How Does The Village At Rockville Compare to Other Maryland Nursing Homes?

Compared to the 100 nursing homes in Maryland, THE VILLAGE AT ROCKVILLE's overall rating (3 stars) is below the state average of 3.0, staff turnover (34%) is significantly lower than the state average of 46%, and health inspection rating (2 stars) is below the national benchmark.

What Should Families Ask When Visiting The Village At Rockville?

Based on this facility's data, families visiting should ask: "What changes have been made since the serious inspection findings, and how are you preventing similar issues?" "Can I visit during a mealtime to observe dining assistance and food quality?" "How do you handle medical emergencies, and what is your hospital transfer rate?" "Can I speak with family members of current residents about their experience?" These questions are particularly relevant given the facility's Immediate Jeopardy citations.

Is The Village At Rockville Safe?

Based on CMS inspection data, THE VILLAGE AT ROCKVILLE has documented safety concerns. Inspectors have issued 2 Immediate Jeopardy citations (the most serious violation level indicating risk of serious injury or death). The facility has a 3-star overall rating and ranks #100 of 100 nursing homes in Maryland. Families considering this facility should ask detailed questions about what corrective actions have been taken since these incidents.

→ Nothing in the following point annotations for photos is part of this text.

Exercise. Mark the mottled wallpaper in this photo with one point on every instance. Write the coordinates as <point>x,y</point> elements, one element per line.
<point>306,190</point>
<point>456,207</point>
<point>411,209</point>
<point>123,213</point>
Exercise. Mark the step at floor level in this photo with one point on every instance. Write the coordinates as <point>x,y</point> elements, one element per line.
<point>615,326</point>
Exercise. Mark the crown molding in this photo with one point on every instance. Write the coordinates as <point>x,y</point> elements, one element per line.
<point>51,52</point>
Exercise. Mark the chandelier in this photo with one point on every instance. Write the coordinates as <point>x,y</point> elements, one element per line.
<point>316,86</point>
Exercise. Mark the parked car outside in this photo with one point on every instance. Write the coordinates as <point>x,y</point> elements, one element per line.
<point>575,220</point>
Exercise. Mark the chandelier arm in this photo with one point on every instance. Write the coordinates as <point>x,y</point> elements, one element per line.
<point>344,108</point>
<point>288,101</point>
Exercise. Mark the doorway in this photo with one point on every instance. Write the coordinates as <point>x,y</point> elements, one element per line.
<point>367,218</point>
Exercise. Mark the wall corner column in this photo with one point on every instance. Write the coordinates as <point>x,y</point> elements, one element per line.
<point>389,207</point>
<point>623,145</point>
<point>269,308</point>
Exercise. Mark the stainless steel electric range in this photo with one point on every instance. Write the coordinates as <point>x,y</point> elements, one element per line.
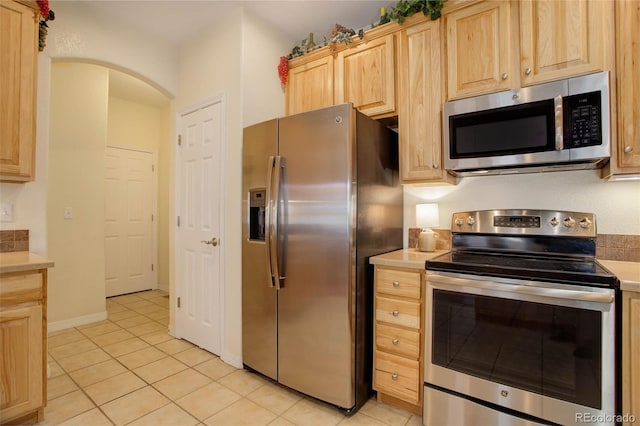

Do Nurses at The Village At Rockville Stick Around?

THE VILLAGE AT ROCKVILLE has a staff turnover rate of 34%, which is about average for Maryland nursing homes (state average: 46%). Moderate turnover is common in nursing homes, but families should still ask about staff tenure and how the facility maintains care continuity when employees leave.

Was The Village At Rockville Ever Fined?

THE VILLAGE AT ROCKVILLE has been fined $17,345 across 1 penalty action. This is below the Maryland average of $33,252. While any fine indicates a compliance issue, fines under $50,000 are relatively common and typically reflect isolated problems that were subsequently corrected. Families should ask what specific issues led to these fines and confirm they've been resolved.

Is The Village At Rockville on Any Federal Watch List?

THE VILLAGE AT ROCKVILLE is not on any federal watch list. The most significant is the Special Focus Facility (SFF) program, which identifies the bottom 1% of nursing homes nationally based on persistent, serious quality problems. Not being on this list means the facility has avoided the pattern of deficiencies that triggers enhanced federal oversight. This is a positive indicator, though families should still review the facility's inspection history directly.